Ci sono notti che non finiscono mai, e quella tra il 26 e il 27 aprile è una di queste per Monreale. Eppure, quattro mesi dopo, un’altra notte ha provato a scriverne un finale diverso. Non con il frastuono della violenza, ma con il peso di un silenzio assordante, rotto solo dal fruscio dei passi e illuminato da centinaia di fiammelle di speranza.
Un corteo lento, composto, ha attraversato l’anima della città, ripercorrendo le strade fino a quella piazza che fu l’ultimo palcoscenico delle vite di Salvatore Turdo, Massimo Pirozzo e Andrea Miceli. Avevano 23 e 25 anni. Stasera, in quella stessa piazza, c’erano i loro coetanei, i loro genitori, i loro amici. C’era un’intera comunità che si è fatta scudo attorno al dolore incancellabile delle famiglie.
“Abbiamo voluto questa fiaccolata non solo per non dimenticare, ma per lanciare un messaggio che vada oltre”. A parlare sono i familiari delle vittime, con una lucidità che trasforma la sofferenza in un manifesto. “Le indagini sono quasi concluse e noi chiediamo giustizia, quella è la base. Ma non basta. Chiediamo un cambiamento profondo nella mentalità di chi non ha rispetto per la vita, di chi crede che la violenza sia una soluzione. Questa terra, la nostra Sicilia, merita di più”.
Le loro parole non sono solo un appello, ma una diagnosi precisa di un male che corrode. La strage di Monreale non fu un fulmine a ciel sereno, ma l’epilogo tragico di una rissa che ha visto altri due giovani feriti, tra cui un sedicenne. A premere il grilletto, secondo gli inquirenti, altri giovanissimi: Salvatore Calvaruso, Samuele Acquisto e Mattias Conti, di 18 e 19 anni. Una guerra tra ragazzi, finita nel modo più definitivo e assurdo.

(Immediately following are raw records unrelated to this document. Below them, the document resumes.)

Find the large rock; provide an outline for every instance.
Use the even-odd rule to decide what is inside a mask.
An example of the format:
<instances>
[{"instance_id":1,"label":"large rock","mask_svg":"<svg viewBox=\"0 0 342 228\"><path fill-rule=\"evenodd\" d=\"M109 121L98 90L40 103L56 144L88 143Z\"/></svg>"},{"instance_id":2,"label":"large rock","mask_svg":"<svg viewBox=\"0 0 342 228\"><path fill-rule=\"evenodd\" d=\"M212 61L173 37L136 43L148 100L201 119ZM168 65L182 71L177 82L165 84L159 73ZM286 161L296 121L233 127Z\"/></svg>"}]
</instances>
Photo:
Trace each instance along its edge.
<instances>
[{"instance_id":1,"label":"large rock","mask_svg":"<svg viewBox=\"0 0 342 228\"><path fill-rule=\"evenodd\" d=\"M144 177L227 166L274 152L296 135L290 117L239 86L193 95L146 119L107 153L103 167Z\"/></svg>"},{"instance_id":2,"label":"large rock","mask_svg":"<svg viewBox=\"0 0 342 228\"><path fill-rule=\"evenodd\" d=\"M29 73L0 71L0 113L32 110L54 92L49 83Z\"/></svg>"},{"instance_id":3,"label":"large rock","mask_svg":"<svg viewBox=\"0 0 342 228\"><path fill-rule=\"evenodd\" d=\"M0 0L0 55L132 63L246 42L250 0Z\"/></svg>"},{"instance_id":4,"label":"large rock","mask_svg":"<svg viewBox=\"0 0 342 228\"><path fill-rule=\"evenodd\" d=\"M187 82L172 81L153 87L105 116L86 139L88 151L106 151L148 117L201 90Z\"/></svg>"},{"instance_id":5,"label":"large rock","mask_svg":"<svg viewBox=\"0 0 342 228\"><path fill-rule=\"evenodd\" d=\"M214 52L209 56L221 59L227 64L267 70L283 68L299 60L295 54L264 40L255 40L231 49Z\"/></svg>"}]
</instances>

Per questo, la marcia di Monreale è stata più di una commemorazione. È stata la richiesta di un patto educativo e sociale. Un atto d’accusa verso l’indifferenza e un grido di responsabilità collettiva, affinché il sacrificio di tre ragazzi possa, almeno, piantare il seme di un futuro in cui nessuna famiglia debba più vivere un simile strazio.